Data from the CDC indicated that more than 87 million people in the United States had been fully or partially vaccinated as of April 20, 2021. Among those, just 7,157 had become infected with COVID-19, and only 331 of those required hospitalization. That’s an encouraging figure that illustrates just how effective the vaccines are at preventing infection and serious illness. Recognizing that efficacy may help calm any concerns fully vaccinated seniors have about traveling.

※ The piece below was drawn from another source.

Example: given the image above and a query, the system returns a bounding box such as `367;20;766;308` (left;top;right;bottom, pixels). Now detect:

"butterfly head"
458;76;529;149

Though a significant portion of the eligible populations in the United States and Canada had been fully or partially vaccinated by mid-spring, overseas travel restrictions may still be in place. Some countries, such as India, continued to confront devastating waves of the virus and may not be allowing overseas visitors anytime soon. In addition, in mid-spring the European Union was still devising a strategy to allow fully vaccinated foreign tourists to visit the continent. Proposals suggested such travel could be allowed by late June, but it’s important that seniors learn of any potential restrictions before booking trips.
When planning a trip, seniors may want to look for areas with plenty of outdoor attractions. The CDC continues to recommend that people, even those who are fully vaccinated, gather outdoors, where the virus is less likely to be transmitted. When traveling, seniors may be spending time around people who have not yet been vaccinated, and despite the efficacy of the vaccines, that might make some travelers nervous. So choosing locales with plenty of outdoor attractions can be a great way to quell any travel-related concerns seniors may have.
The remarkable achievements of researchers involved in developing COVID-19 vaccines has helped seniors return to something resembling normal life. Seniors with their eyes on travel can safely book trips after doing some research about their destination and giving careful consideration to their comfort levels.